Localization phenomena in geological settings

Martin Paesold

    Research output: ThesisDoctoral Thesis

    266 Downloads (Pure)


    This thesis explores localization in geological applications in the context of multi-physics, nonequilibrium systems. The term multi-physics refers to systems that contain a mix of physical processes that are allowed to operate simulateneously. The thesis begins with an investigation of purely mechanical systems and reviews localized structures stemming from material nonlinearities. In later chapters further processes are considered and nonlinear effects due to feedback mechanisms are studied and we describe how these feedback mechanisms can lead to fascinating spatio/temporal structures.

    The simplest model considered here is that of a strut on aWinkler type foundation and it is well known that depending on the foundation characteristics various localized buckling patterns can emerge if the strut is under compression. Owing to the steady movement of tectonic plates the strut is deformed at a constant rate. We investigate how the buckling pattern evolves over time and offer qualitative interpretations of the observed behaviour.

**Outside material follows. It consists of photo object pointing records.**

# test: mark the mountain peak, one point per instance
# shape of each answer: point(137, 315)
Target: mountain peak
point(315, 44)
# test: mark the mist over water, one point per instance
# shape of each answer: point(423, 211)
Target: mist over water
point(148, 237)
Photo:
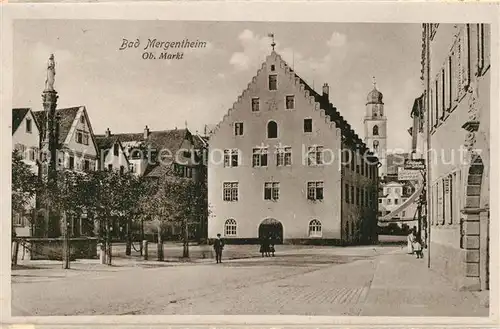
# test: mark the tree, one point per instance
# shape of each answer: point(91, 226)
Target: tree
point(24, 187)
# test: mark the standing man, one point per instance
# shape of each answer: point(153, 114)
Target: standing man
point(218, 246)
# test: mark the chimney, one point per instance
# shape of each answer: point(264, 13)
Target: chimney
point(326, 90)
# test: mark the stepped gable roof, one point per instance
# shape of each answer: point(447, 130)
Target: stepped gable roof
point(104, 143)
point(159, 141)
point(164, 139)
point(333, 112)
point(67, 117)
point(18, 115)
point(394, 161)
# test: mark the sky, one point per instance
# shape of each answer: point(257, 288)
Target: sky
point(124, 92)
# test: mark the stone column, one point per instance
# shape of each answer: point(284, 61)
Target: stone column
point(484, 225)
point(471, 243)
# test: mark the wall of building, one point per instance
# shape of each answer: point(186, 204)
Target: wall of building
point(31, 144)
point(80, 151)
point(293, 209)
point(466, 89)
point(359, 214)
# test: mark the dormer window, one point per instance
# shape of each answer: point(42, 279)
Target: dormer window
point(273, 82)
point(28, 126)
point(272, 129)
point(290, 102)
point(255, 104)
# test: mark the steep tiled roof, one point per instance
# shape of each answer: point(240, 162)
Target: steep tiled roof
point(104, 143)
point(394, 161)
point(334, 114)
point(17, 117)
point(163, 140)
point(67, 117)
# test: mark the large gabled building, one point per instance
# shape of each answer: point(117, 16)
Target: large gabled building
point(154, 155)
point(275, 166)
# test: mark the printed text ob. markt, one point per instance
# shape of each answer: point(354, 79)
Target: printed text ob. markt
point(153, 44)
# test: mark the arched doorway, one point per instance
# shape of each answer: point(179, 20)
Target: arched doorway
point(271, 227)
point(475, 200)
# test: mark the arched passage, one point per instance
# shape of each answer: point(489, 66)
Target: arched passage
point(271, 227)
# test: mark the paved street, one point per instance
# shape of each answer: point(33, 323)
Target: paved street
point(380, 280)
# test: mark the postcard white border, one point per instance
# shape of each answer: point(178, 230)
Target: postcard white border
point(292, 11)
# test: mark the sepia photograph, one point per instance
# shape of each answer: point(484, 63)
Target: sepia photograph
point(195, 167)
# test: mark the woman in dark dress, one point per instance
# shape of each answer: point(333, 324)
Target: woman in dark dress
point(264, 246)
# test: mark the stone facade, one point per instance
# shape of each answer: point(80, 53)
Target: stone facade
point(456, 76)
point(275, 159)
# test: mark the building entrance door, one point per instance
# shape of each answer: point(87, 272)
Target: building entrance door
point(271, 227)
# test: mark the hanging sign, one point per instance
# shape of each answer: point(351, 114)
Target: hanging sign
point(415, 164)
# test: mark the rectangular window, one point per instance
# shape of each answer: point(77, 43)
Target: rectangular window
point(259, 157)
point(273, 82)
point(290, 102)
point(255, 104)
point(86, 165)
point(31, 154)
point(271, 191)
point(238, 128)
point(449, 90)
point(443, 94)
point(315, 156)
point(227, 158)
point(82, 137)
point(438, 105)
point(234, 158)
point(231, 158)
point(307, 125)
point(28, 126)
point(284, 156)
point(315, 190)
point(230, 191)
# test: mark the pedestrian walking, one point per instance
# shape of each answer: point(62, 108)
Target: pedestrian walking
point(272, 242)
point(410, 239)
point(417, 246)
point(218, 247)
point(264, 246)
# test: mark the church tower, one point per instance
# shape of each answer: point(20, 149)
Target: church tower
point(376, 127)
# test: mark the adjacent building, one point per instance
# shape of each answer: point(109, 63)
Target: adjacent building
point(26, 140)
point(155, 155)
point(456, 77)
point(284, 162)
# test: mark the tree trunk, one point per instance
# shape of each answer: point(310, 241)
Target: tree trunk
point(142, 236)
point(65, 242)
point(108, 242)
point(160, 245)
point(185, 249)
point(128, 248)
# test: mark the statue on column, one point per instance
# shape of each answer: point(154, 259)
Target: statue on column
point(51, 72)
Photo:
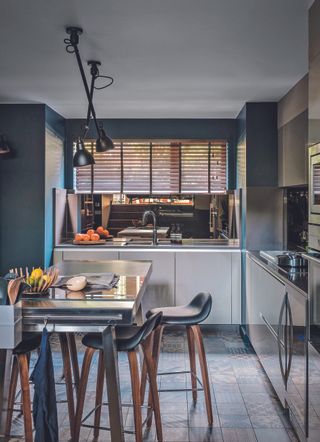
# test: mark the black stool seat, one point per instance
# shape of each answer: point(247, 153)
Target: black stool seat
point(30, 342)
point(191, 314)
point(127, 337)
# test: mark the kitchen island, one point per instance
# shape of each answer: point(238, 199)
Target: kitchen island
point(180, 271)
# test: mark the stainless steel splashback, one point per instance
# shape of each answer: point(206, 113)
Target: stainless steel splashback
point(65, 215)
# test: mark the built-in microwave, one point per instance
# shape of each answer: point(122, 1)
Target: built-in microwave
point(314, 182)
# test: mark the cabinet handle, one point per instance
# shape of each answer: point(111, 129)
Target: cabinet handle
point(283, 371)
point(290, 347)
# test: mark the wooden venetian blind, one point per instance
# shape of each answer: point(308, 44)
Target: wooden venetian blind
point(165, 166)
point(149, 167)
point(194, 168)
point(218, 168)
point(107, 172)
point(136, 168)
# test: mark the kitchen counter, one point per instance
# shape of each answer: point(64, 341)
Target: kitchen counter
point(297, 280)
point(179, 271)
point(127, 243)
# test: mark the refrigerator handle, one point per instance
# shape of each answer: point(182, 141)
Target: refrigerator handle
point(282, 369)
point(290, 347)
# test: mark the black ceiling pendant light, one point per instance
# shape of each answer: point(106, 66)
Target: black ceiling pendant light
point(82, 156)
point(4, 146)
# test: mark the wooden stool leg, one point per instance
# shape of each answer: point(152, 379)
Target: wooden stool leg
point(156, 344)
point(152, 375)
point(155, 355)
point(82, 392)
point(67, 377)
point(144, 374)
point(193, 365)
point(25, 391)
point(12, 394)
point(74, 358)
point(135, 383)
point(204, 371)
point(99, 395)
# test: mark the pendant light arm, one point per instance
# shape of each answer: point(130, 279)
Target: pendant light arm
point(89, 109)
point(86, 87)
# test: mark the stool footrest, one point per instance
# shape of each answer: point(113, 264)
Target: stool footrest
point(170, 373)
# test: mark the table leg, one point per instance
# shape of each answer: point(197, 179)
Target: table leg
point(113, 384)
point(5, 371)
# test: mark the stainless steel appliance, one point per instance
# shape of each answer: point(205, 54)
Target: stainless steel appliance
point(286, 259)
point(314, 198)
point(277, 325)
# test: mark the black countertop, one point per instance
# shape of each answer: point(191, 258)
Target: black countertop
point(297, 280)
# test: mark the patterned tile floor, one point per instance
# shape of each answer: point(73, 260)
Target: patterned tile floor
point(245, 406)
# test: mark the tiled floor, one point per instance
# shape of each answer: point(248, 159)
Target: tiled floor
point(244, 404)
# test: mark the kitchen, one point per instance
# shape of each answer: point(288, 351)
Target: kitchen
point(170, 214)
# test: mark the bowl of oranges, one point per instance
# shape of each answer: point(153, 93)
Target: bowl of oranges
point(92, 236)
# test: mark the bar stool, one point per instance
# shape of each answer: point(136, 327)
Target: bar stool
point(20, 366)
point(128, 339)
point(190, 316)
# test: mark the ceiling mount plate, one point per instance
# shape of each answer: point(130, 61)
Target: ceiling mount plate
point(74, 30)
point(93, 62)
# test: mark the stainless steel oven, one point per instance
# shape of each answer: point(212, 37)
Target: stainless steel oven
point(314, 181)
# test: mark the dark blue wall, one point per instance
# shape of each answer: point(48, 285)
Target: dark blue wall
point(158, 128)
point(22, 186)
point(54, 174)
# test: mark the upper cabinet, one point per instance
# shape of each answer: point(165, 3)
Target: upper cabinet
point(293, 136)
point(257, 145)
point(314, 74)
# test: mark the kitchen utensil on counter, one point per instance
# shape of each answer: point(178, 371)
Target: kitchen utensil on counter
point(291, 260)
point(3, 291)
point(77, 283)
point(13, 289)
point(40, 281)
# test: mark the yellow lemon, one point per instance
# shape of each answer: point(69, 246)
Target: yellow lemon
point(36, 274)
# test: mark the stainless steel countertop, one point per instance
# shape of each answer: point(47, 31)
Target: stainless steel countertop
point(127, 243)
point(73, 309)
point(297, 281)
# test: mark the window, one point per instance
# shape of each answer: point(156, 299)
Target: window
point(218, 168)
point(156, 167)
point(136, 168)
point(194, 168)
point(165, 168)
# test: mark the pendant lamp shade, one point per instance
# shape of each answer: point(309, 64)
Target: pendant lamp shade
point(104, 142)
point(4, 146)
point(82, 157)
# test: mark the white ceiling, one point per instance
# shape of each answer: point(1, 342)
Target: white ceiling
point(169, 58)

    Other localization patterns encountered in geological applications are the formation of shear zones. The chapter on energy based localization criteria introduces a generalization to the slip line field theory for application in such problems. The new formulation proposes a thermodynamic continuum-mechanic framework that fulfils the energy balance under consideration of the second law. The energy balance admits multiple steady states and, thus, this approach allows us to identify a critical mechanical dissipation parameter, here called the Gruntfest number, which separates loading conditions that lead either to homogeneous or localized plastic deformation. The geometry of the localized failure follows the generalized slip line pattern and this is used to simplify the semi-analytical solution of localization problem using the method of characteristics. The result is verified in numerical studies that are performed with the newly developed code REDBACK that is capable to handle thermo-mechanical coupling simultaneously. The structure of REDBACK is detailed here as well.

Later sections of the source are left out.